2.6.2  Metode pendugaan umur simpan model kadar air kritis
Kerusakan produk pangan dapat disebabkan oleh adanya penyerapan air oleh produk selama penyimpanan. Produk pangan yang dapat mengalami kerusakan seperti ini di antaranya adalah produk kering, seperti snack, biskuit, krupuk, permen, dsb. Kerusakan produk dapat diamati dari penurunan kekerasan atau kerenyahan, dan/atau peningkatan kelengketan atau penggumpalan. Laju penyerapan air oleh produk pangan selama penyimpanan dipengaruhi oleh tekanan uap air murni pada suhu udara tertentu, permeabilitas uap air dan luasan kemasan yang digunakan, kadar air awal produk, berat kering awal produk, kadar air kritis, kadar air kesetimbangan pada RH penyimpanan, dan slope kurva isoterm sorpsi air. Faktor-faktor tersebut diformulasikan oleh Labuza dan Schmidl (1985) menjadi model matematika (persamaan 4) dan digunakan sebagai model untuk menduga umur simpan. Model matematika ini dapat diterapkan khususnya untuk produk pangan kering yang memiliki kurva isoterm sorpsi air (ISA) berbentuk sigmoid.
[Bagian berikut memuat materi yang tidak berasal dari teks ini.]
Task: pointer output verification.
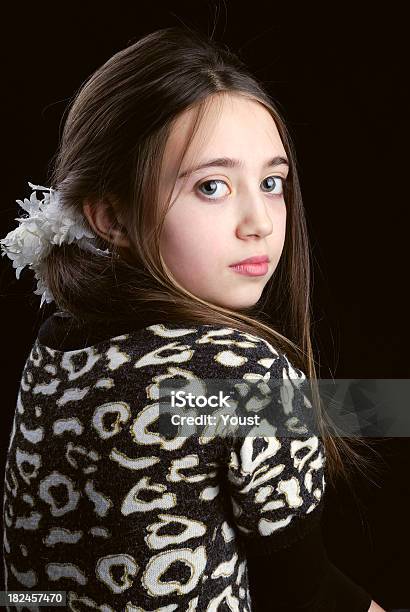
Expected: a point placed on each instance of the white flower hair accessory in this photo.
(46, 224)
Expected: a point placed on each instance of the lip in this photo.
(252, 260)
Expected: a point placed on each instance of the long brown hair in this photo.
(112, 148)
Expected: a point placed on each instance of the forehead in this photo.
(232, 126)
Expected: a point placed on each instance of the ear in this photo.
(101, 216)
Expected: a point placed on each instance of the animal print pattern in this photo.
(99, 505)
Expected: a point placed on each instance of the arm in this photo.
(277, 485)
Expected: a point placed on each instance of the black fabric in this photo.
(63, 333)
(321, 586)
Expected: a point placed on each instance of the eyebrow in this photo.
(228, 162)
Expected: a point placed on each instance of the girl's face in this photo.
(225, 213)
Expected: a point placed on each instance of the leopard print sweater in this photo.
(100, 505)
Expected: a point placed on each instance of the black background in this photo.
(338, 75)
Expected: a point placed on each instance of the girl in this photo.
(173, 242)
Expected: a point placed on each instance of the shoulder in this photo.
(222, 348)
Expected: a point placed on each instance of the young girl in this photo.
(173, 243)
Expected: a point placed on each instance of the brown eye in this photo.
(274, 184)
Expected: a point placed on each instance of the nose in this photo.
(255, 217)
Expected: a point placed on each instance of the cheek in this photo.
(188, 244)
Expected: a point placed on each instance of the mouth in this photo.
(258, 259)
(250, 267)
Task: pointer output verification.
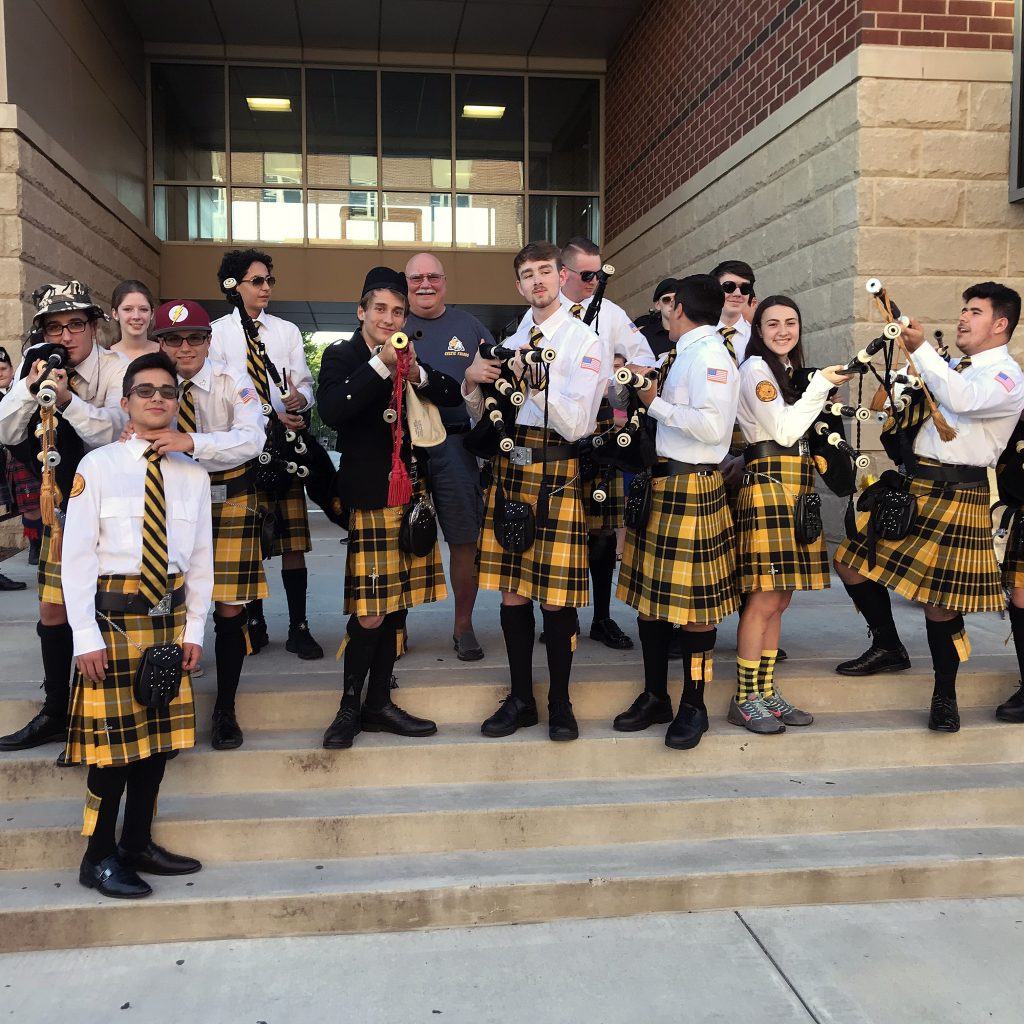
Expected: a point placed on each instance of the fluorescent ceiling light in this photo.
(482, 111)
(278, 104)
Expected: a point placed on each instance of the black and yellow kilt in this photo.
(681, 566)
(553, 570)
(769, 557)
(105, 725)
(380, 578)
(48, 571)
(293, 519)
(946, 560)
(238, 564)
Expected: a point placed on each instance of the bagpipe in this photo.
(288, 454)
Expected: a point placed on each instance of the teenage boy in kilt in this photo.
(946, 562)
(138, 538)
(679, 568)
(553, 569)
(282, 343)
(221, 426)
(88, 402)
(382, 582)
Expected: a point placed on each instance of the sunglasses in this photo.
(730, 286)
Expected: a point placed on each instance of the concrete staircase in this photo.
(456, 829)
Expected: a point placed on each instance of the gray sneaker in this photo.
(784, 711)
(755, 716)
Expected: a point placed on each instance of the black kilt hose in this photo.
(946, 560)
(553, 570)
(769, 556)
(681, 566)
(105, 725)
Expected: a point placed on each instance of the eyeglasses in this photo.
(730, 286)
(177, 340)
(168, 391)
(54, 330)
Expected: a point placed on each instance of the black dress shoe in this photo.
(561, 721)
(876, 659)
(607, 631)
(512, 714)
(687, 727)
(300, 641)
(646, 711)
(944, 716)
(226, 734)
(42, 729)
(1012, 710)
(156, 860)
(111, 878)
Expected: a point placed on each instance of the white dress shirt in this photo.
(763, 414)
(579, 377)
(103, 534)
(284, 348)
(94, 411)
(697, 406)
(229, 421)
(982, 404)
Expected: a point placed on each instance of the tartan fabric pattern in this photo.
(105, 725)
(554, 569)
(946, 560)
(380, 578)
(681, 567)
(293, 518)
(238, 565)
(769, 557)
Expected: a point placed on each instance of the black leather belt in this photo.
(112, 600)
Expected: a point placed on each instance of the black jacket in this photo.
(351, 397)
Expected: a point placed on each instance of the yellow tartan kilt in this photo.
(105, 725)
(946, 560)
(681, 566)
(770, 557)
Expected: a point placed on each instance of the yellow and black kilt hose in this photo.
(105, 725)
(768, 555)
(48, 572)
(380, 578)
(681, 567)
(946, 560)
(554, 569)
(238, 563)
(293, 519)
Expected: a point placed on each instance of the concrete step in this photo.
(336, 823)
(294, 760)
(49, 909)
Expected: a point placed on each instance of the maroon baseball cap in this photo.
(180, 314)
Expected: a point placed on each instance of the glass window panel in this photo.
(266, 144)
(488, 221)
(189, 213)
(267, 215)
(558, 218)
(416, 130)
(416, 218)
(187, 122)
(488, 150)
(342, 217)
(564, 135)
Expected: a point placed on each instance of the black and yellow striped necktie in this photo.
(153, 582)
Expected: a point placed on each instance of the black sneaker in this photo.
(301, 642)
θ = [ln (Me-Mo)/(Me-Mc)]/[(k/x)(A/Ws)(Po/b0]
dimana:
θ    = waktu perkiraan umur simpan (hari)
Me = kadar air keseimbangan produk (g H2O/g padatan)
Mo    = kadar air awal produk (g H2O/g padatan)
b    =   slope kurva sorpsi isotermis
Mc =   kadar air kritis (g H2O/g padatan)
k/x =   konstanta permeabilitas uap air kemasan (g/m2.hari.mmHg)
A   =    luas permukaan kemasan (m2)
Ws =   berat kering produk dalam kemasan (g padatan)
Po  =   tekanan uap jenuh (mmHg)
Model untuk menduga umur simpan produk pangan yang mudah rusak karena penyerapan air adalah dengan pendekatan metode kadar air kritis. Data percobaan yang diperoleh dapat mensimulasi umur simpan produk dengan permeabilitas kemasan dan kelembaban relatif ruang penyimpanan yang berbeda. Produk pangan yang mengandung kadar sukrosa tinggi, seperti permen, umumnya bersifat higroskopis dan mudah mengalami penurunan mutu selama penyimpanan yang disebabkan oleh terjadinya penyerapan air. Umur simpan produk seperti ini akan ditentukan oleh seberapa mudah uap air dapat bermigrasi ke dalam produk selama penyimpanan dengan menembus kemasan. Semakin besar perbedaan antara kelembaban relatif lingkungan penyimpanan dibandingkan kadar air produk pangan, maka air semakin mudah bermigrasi.
Kurva ISA sukrosa dan produk pangan yang mengandung sukrosa tinggi lebih sulit ditentukan, karena sifat higroskopis dari gula yang menyebabkan penyerapan air berlangsung terus menerus dan tidak mencapai kondisi kesetimbangan, terutama pada kelembaban relatif (RH) di atas 75% (Guo, 1997). Kurva ISA produk pangan yang mengandung gula tinggi juga tidak berbentuk sigmoid sehingga kadar air ksetimbangan dan kemiringan kurva sulit ditentukan (Adawiyah, 2006). Oleh karena itu, penentuan umur simpan produk pangan yang mengandung kadar gula tinggi tidak dapat menerapkan model persamaan (4). Pendekatan yang dapat dilakukan adalah dengan memodifikasi model persamaan (4) dengan mengganti slope kurva ISA (b) dan kadar air kesetimbangan (Me) dengan perbedaan tekanan (DP) antara di dalam dan di luar kemasan (Labuza dan Schmidl, 1985). Hal ini didasarkan pada prinsip terjadinya migrasi uap air dari udara ke dalam produk yang disebabkan oleh perbedaan tekanan udara antara di luar kemasan dan di dalam kemasan. Model matematika tersebut dapat dilihat pada persamaan (5). Untuk menentukan DP diperlukan data aktivitas air (aw) produk, dengan asumsi terjadi kesetimbangan antara RH di dalam kemasan dengan aw produk.